2026年のメットガラで、ひときわ強いインパクトを残したのがジェンナー姉妹です。中でもカイリー・ジェンナーは、Schiaparelli(スキャパレリ)の彫刻的ドレスとともに“乳首と眉の解放”という挑発的なビューティールックを披露し、大きな話題を呼びました。
カイリーが体現した“シック・シュルレアリスム”
カイリーが選んだのは、動くたびに形を変えるような流動的シルエットのドレスです。まるで生きている彫刻のようなデザインは、ブランドの持つシュルレアリスムの美学を体現しています。

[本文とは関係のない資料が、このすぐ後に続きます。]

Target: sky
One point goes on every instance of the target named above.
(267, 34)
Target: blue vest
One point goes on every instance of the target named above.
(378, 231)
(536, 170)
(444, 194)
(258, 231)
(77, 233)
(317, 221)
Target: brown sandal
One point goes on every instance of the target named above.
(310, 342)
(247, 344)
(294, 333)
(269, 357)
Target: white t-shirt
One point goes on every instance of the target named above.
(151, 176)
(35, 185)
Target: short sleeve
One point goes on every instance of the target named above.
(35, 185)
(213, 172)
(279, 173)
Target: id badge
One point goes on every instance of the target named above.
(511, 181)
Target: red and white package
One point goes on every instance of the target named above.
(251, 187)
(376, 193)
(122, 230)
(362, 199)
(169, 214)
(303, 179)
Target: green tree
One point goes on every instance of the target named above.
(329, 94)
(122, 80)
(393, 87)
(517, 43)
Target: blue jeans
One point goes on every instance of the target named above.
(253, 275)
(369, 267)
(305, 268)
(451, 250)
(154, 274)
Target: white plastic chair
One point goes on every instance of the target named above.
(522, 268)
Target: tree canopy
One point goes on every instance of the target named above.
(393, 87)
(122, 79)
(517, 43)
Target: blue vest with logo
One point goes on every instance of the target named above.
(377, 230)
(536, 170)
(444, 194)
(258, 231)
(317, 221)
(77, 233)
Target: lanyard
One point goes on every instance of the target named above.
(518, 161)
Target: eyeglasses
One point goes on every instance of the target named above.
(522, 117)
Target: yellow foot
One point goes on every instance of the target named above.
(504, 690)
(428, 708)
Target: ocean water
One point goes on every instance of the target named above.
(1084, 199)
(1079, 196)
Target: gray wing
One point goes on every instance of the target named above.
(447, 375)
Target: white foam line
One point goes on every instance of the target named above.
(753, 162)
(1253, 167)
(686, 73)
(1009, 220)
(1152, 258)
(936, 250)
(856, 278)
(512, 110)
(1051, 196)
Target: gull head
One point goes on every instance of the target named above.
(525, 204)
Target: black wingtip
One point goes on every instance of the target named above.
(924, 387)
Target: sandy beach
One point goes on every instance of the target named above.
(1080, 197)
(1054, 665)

そこに合わせたのが、ブリーチされた眉と、ニップルの輪郭を象ったブラです。顔の印象を曖昧にしつつ、身体のディテールをあえて際立たせることで、現実と幻想の境界を揺さぶるような存在感を放っています。
ケンダルも共鳴、“見せる身体”への転換
この大胆なアプローチは、妹カイリーだけにとどまりません。姉のケンダル・ジェンナーもZAC POSEN(ザック・ポーゼン)のドレスの下に、同様にニップルを強調するインナーを着用しています。姉妹そろって“隠すのではなく見せる”というメッセージを共有したことで、そのインパクトはさらに増幅されました。
SKIMSから広がる新たなトレンド
背景にあるのは、キム・カーダシアンが手がけるSKIMS(スキムズ)の「ニップルブラ」です。身体のリアルな造形をあえて強調するこのアイテムは、すでに市場で大きな反響を呼んでおり、今回のメットガラによってラグジュアリーの文脈にも本格的に浸透し始めたといえます。
“隠す美”から“際立たせる美”へ
これまで隠されてきた身体のディテールや、整えられてきた眉といった要素をあえて解放する——ジェンナー姉妹のルックは、従来の美の価値観を問い直すものです。賛否を巻き起こしながらも、この動きが次のトレンドの起点になる可能性は高いと見られています。ファッションは今、身体そのものを主役に据える新たなフェーズへと進み始めています。